De Noordwest Ziekenhuisgroep verzoekt het College om bij wege van exceptieve toetsing aan die beleidsregels verbindende kracht te ontzeggen. Bij exceptieve toetsing toetst de bestuursrechter de onderliggende beleids­regel via het subsidiebesluit aan een hoger wettelijk voorschrift en aan de algemene beginselen van behoorlijk bestuur. Indien het subsidiebesluit berust op een wettelijk voorschrift dat niet rechtsgeldig is, kan de rechter het voorschrift onverbindend verklaren.

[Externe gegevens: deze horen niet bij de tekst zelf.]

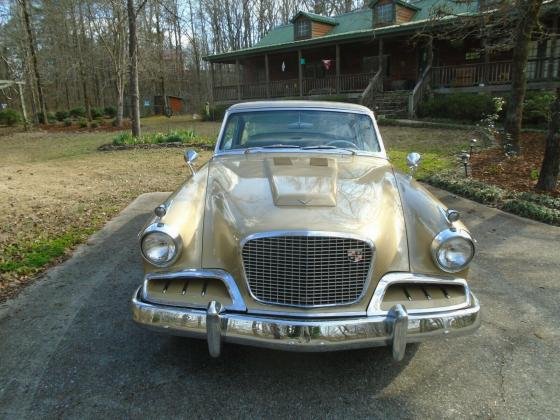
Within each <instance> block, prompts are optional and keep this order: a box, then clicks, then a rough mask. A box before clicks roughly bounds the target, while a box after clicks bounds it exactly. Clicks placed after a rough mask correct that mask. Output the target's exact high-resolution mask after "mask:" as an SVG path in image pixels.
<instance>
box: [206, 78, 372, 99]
mask: <svg viewBox="0 0 560 420" xmlns="http://www.w3.org/2000/svg"><path fill="white" fill-rule="evenodd" d="M372 76H373V74H372V73H357V74H342V75H340V76H339V77H338V80H337V77H336V76H327V77H324V78H311V77H305V78H303V79H302V92H303V95H304V96H308V95H330V94H335V93H337V92H339V93H351V92H363V91H364V89H366V88H367V86H368V84H369V82H370V79H371V78H372ZM337 87H338V90H337ZM299 94H300V90H299V79H286V80H271V81H270V82H269V83H268V85H267V83H266V82H256V83H244V84H241V85H240V86H239V90H238V86H237V85H227V86H215V87H214V100H216V101H235V100H239V99H263V98H267V97H271V98H282V97H296V96H299Z"/></svg>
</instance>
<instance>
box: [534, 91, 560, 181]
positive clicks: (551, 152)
mask: <svg viewBox="0 0 560 420" xmlns="http://www.w3.org/2000/svg"><path fill="white" fill-rule="evenodd" d="M559 170H560V89H557V90H556V99H555V100H554V102H552V104H551V106H550V121H549V123H548V135H547V137H546V148H545V151H544V158H543V162H542V166H541V171H540V174H539V180H538V182H537V186H536V189H537V190H542V191H554V190H556V185H557V183H558V171H559Z"/></svg>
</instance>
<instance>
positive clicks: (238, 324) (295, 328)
mask: <svg viewBox="0 0 560 420" xmlns="http://www.w3.org/2000/svg"><path fill="white" fill-rule="evenodd" d="M132 313H133V319H134V321H136V322H137V323H138V324H140V325H143V326H145V327H148V328H151V329H154V330H159V331H163V332H167V333H170V334H175V335H183V336H188V337H196V338H202V339H206V340H207V341H208V349H209V351H210V354H211V355H212V356H214V357H217V356H219V354H220V351H221V343H222V342H230V343H237V344H246V345H252V346H257V347H267V348H271V349H279V350H289V351H306V352H320V351H333V350H346V349H356V348H364V347H376V346H392V350H393V357H394V359H395V360H401V359H402V358H403V357H404V352H405V348H406V344H407V343H416V342H420V341H425V340H430V339H434V338H438V337H451V336H458V335H463V334H467V333H470V332H472V331H474V330H476V329H477V328H478V327H479V326H480V305H479V303H478V300H477V299H476V297H475V296H474V295H472V294H471V299H470V300H469V305H468V306H467V307H465V308H462V309H456V310H449V311H438V312H429V313H426V312H424V313H421V314H416V313H415V314H408V313H407V310H406V308H405V307H404V306H403V305H400V304H399V305H395V306H394V307H393V308H391V310H390V311H388V312H387V313H386V314H383V315H370V316H363V317H347V318H323V319H301V318H297V319H296V318H282V317H272V316H255V315H250V314H244V313H236V312H231V311H225V310H224V309H223V307H222V306H221V305H220V303H219V302H216V301H212V302H210V304H209V305H208V308H207V309H206V310H201V309H189V308H179V307H172V306H164V305H154V304H151V303H147V302H144V301H143V300H142V291H141V288H139V289H138V290H137V291H136V293H135V294H134V296H133V298H132Z"/></svg>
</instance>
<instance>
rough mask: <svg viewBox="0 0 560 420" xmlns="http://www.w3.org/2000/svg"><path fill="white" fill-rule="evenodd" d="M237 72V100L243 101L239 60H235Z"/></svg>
mask: <svg viewBox="0 0 560 420" xmlns="http://www.w3.org/2000/svg"><path fill="white" fill-rule="evenodd" d="M235 70H236V72H237V99H238V100H241V65H240V64H239V58H236V59H235Z"/></svg>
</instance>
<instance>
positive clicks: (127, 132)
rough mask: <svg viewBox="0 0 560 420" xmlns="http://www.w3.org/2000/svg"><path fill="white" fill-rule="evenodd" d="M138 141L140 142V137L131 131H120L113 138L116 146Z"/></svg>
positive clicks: (134, 142)
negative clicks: (134, 135) (137, 137)
mask: <svg viewBox="0 0 560 420" xmlns="http://www.w3.org/2000/svg"><path fill="white" fill-rule="evenodd" d="M138 143H140V142H139V141H138V139H137V138H136V137H134V136H133V135H132V134H131V133H129V132H124V133H119V134H117V135H116V136H115V137H114V138H113V144H114V145H116V146H120V145H123V144H138Z"/></svg>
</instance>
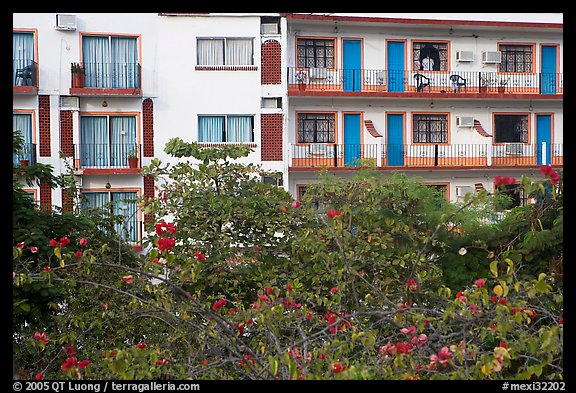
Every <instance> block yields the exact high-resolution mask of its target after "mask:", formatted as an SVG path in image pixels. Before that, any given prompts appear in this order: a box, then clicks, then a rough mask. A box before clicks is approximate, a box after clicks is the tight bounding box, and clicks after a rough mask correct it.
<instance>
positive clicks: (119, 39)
mask: <svg viewBox="0 0 576 393" xmlns="http://www.w3.org/2000/svg"><path fill="white" fill-rule="evenodd" d="M82 65H83V66H84V70H85V79H84V83H85V86H86V87H98V88H139V87H140V65H139V64H138V40H137V38H135V37H113V36H112V37H111V36H83V37H82Z"/></svg>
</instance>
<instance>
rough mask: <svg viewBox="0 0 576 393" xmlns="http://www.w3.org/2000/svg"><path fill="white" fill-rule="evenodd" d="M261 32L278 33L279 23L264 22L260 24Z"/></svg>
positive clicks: (267, 33)
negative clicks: (278, 26)
mask: <svg viewBox="0 0 576 393" xmlns="http://www.w3.org/2000/svg"><path fill="white" fill-rule="evenodd" d="M260 34H278V24H277V23H262V24H261V25H260Z"/></svg>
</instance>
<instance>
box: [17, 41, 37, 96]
mask: <svg viewBox="0 0 576 393" xmlns="http://www.w3.org/2000/svg"><path fill="white" fill-rule="evenodd" d="M33 62H34V34H33V33H12V82H13V83H12V84H13V85H17V84H18V83H19V82H21V81H20V80H18V81H16V71H17V70H19V69H23V68H25V67H27V66H29V65H32V63H33Z"/></svg>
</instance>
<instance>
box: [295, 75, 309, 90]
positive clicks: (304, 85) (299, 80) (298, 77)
mask: <svg viewBox="0 0 576 393" xmlns="http://www.w3.org/2000/svg"><path fill="white" fill-rule="evenodd" d="M295 77H296V82H297V83H298V88H299V89H300V90H306V83H308V74H307V73H305V72H304V71H298V72H296V75H295Z"/></svg>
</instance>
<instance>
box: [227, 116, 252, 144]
mask: <svg viewBox="0 0 576 393" xmlns="http://www.w3.org/2000/svg"><path fill="white" fill-rule="evenodd" d="M226 142H253V138H252V117H251V116H228V124H227V127H226Z"/></svg>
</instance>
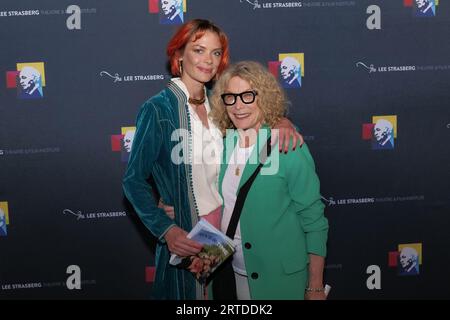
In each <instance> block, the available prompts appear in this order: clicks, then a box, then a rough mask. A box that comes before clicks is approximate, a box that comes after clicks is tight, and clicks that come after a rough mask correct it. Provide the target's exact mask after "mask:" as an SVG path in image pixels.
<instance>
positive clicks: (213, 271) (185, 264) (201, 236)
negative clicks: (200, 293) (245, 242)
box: [169, 219, 235, 283]
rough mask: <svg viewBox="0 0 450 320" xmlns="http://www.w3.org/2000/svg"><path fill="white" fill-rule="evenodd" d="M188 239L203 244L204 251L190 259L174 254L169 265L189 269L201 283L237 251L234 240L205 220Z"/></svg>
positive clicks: (203, 220)
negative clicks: (233, 242)
mask: <svg viewBox="0 0 450 320" xmlns="http://www.w3.org/2000/svg"><path fill="white" fill-rule="evenodd" d="M187 238H189V239H192V240H195V241H197V242H199V243H201V244H203V248H202V250H201V251H200V252H199V253H198V254H197V255H195V256H190V257H179V256H177V255H175V254H172V255H171V257H170V260H169V263H170V264H171V265H174V266H176V267H178V268H185V269H188V270H189V271H191V272H192V273H193V274H194V276H195V278H196V279H197V280H198V281H199V282H201V283H204V282H205V281H206V279H207V278H208V277H209V276H210V275H211V273H213V272H214V270H216V269H217V267H218V266H219V265H221V264H222V263H223V262H224V261H225V260H226V259H227V258H228V257H229V256H231V255H232V254H233V253H234V251H235V248H234V243H233V240H231V239H230V238H229V237H227V236H226V235H225V234H224V233H222V232H221V231H220V230H218V229H217V228H215V227H214V226H212V225H211V224H210V223H209V222H207V221H206V220H203V219H202V220H200V221H199V222H198V223H197V224H196V225H195V227H194V228H193V229H192V230H191V232H189V234H188V235H187Z"/></svg>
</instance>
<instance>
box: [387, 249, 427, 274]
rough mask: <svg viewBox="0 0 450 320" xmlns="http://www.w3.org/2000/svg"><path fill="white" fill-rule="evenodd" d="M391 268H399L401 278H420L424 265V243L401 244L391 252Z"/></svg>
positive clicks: (390, 258) (390, 256) (390, 253)
mask: <svg viewBox="0 0 450 320" xmlns="http://www.w3.org/2000/svg"><path fill="white" fill-rule="evenodd" d="M388 265H389V267H392V268H397V274H398V275H399V276H418V275H419V274H420V269H419V268H420V266H421V265H422V243H406V244H399V245H398V249H397V251H391V252H389V260H388Z"/></svg>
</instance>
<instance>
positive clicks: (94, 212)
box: [62, 209, 127, 221]
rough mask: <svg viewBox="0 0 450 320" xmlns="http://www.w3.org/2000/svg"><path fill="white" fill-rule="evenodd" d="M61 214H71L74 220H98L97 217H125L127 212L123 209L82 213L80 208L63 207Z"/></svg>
mask: <svg viewBox="0 0 450 320" xmlns="http://www.w3.org/2000/svg"><path fill="white" fill-rule="evenodd" d="M62 212H63V214H64V215H66V216H72V217H74V218H76V220H77V221H78V220H98V219H108V218H121V217H126V216H127V213H126V212H125V211H109V212H88V213H83V212H81V211H80V210H72V209H64V210H63V211H62Z"/></svg>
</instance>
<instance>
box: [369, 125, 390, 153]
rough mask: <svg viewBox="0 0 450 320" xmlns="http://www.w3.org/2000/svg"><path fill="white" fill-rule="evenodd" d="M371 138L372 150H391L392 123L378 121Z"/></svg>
mask: <svg viewBox="0 0 450 320" xmlns="http://www.w3.org/2000/svg"><path fill="white" fill-rule="evenodd" d="M373 138H374V139H373V142H372V148H373V149H393V148H394V127H393V125H392V123H391V122H390V121H388V120H385V119H379V120H378V121H377V122H376V123H375V126H374V127H373Z"/></svg>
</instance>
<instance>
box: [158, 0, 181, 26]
mask: <svg viewBox="0 0 450 320" xmlns="http://www.w3.org/2000/svg"><path fill="white" fill-rule="evenodd" d="M160 23H161V24H182V23H183V0H161V16H160Z"/></svg>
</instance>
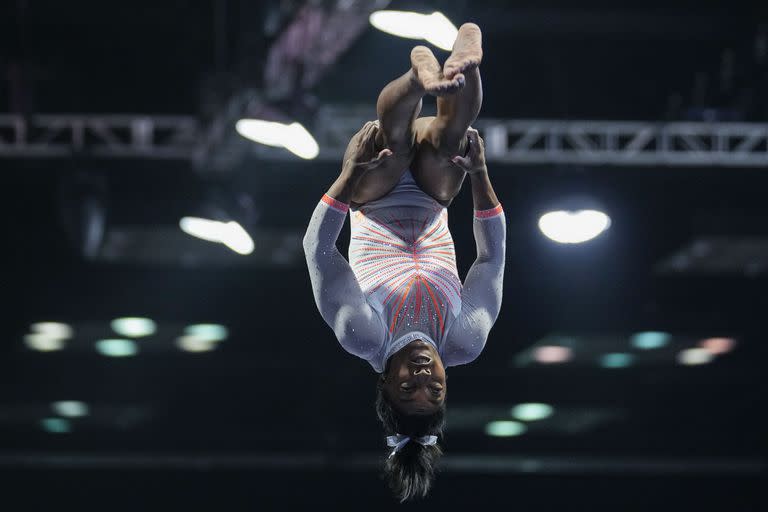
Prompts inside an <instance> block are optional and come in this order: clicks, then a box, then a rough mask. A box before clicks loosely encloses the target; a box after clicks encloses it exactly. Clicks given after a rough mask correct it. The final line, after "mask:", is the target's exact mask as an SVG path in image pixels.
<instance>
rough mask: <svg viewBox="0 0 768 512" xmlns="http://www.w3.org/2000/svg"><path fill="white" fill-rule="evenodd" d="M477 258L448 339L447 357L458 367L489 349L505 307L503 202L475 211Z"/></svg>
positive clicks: (445, 353)
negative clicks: (456, 365)
mask: <svg viewBox="0 0 768 512" xmlns="http://www.w3.org/2000/svg"><path fill="white" fill-rule="evenodd" d="M473 230H474V234H475V243H476V244H477V259H475V262H474V263H473V264H472V267H471V268H470V269H469V272H467V277H466V279H465V280H464V285H463V287H462V290H461V312H460V313H459V316H458V317H457V318H456V320H455V321H454V323H453V325H452V326H451V327H450V329H449V331H448V333H447V337H446V340H445V345H444V347H445V348H444V350H443V359H444V361H446V364H447V365H451V366H455V365H459V364H465V363H469V362H471V361H473V360H474V359H475V358H476V357H477V356H478V355H480V352H482V351H483V348H485V341H486V339H487V338H488V333H489V332H490V330H491V327H493V324H494V322H495V321H496V318H497V317H498V315H499V310H500V309H501V296H502V289H503V284H504V256H505V251H506V231H507V228H506V220H505V218H504V211H503V209H502V208H501V205H498V206H496V207H495V208H492V209H490V210H475V218H474V221H473Z"/></svg>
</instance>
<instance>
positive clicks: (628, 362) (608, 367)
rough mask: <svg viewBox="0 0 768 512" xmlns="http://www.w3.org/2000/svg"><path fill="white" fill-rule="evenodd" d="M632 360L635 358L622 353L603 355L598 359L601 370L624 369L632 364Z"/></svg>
mask: <svg viewBox="0 0 768 512" xmlns="http://www.w3.org/2000/svg"><path fill="white" fill-rule="evenodd" d="M634 359H635V357H634V356H633V355H632V354H627V353H624V352H614V353H611V354H603V355H602V356H601V357H600V366H602V367H603V368H626V367H627V366H630V365H631V364H632V362H633V361H634Z"/></svg>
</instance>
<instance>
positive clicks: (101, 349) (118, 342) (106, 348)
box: [96, 339, 139, 357]
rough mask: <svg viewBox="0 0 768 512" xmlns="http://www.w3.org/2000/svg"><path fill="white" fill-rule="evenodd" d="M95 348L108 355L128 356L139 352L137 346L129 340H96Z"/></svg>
mask: <svg viewBox="0 0 768 512" xmlns="http://www.w3.org/2000/svg"><path fill="white" fill-rule="evenodd" d="M96 350H97V351H98V352H99V353H100V354H102V355H105V356H108V357H130V356H135V355H136V354H137V353H138V352H139V347H138V346H137V345H136V343H135V342H134V341H131V340H122V339H108V340H99V341H97V342H96Z"/></svg>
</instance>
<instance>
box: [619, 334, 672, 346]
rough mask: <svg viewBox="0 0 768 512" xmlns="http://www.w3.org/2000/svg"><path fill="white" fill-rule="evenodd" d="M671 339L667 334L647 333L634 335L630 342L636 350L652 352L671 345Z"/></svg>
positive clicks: (632, 345)
mask: <svg viewBox="0 0 768 512" xmlns="http://www.w3.org/2000/svg"><path fill="white" fill-rule="evenodd" d="M670 339H672V336H670V335H669V334H668V333H666V332H656V331H646V332H638V333H637V334H633V335H632V337H631V338H630V340H629V342H630V343H631V344H632V346H633V347H635V348H639V349H642V350H651V349H654V348H661V347H663V346H665V345H667V344H669V340H670Z"/></svg>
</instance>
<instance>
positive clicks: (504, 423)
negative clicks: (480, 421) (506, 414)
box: [485, 420, 528, 437]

Het College ziet echter geen reden om de beleidsregel aan een exceptieve toetsing te onderwerpen, omdat ‘de reductie van de beschikbaarheidsbijdrage’ niet gelegen is in de beleidsregel, maar in het Besluit. Volgens het College staat ‘de kwestie van de financiering van een zodanige ziekenhuislocatie die niet gesloten mag worden, in een te ver verwijderd verband met het doel en de reikwijdte van de beschikbaarheidsbijdrage zoals neergelegd in artikel 56a van de Wet marktordening gezondheidszorg’. Het College oordeelt verder dat de kosten van poortspecialisten waarvan de aanwezigheid noodzakelijk is op de locatie Den Helder om de afdelingen SEH en AV goed te kunnen functioneren, uit de tarieven dient plaats te vinden.

Opmerkingen

Bij dit oordeel plaatsen wij twee opmerkingen.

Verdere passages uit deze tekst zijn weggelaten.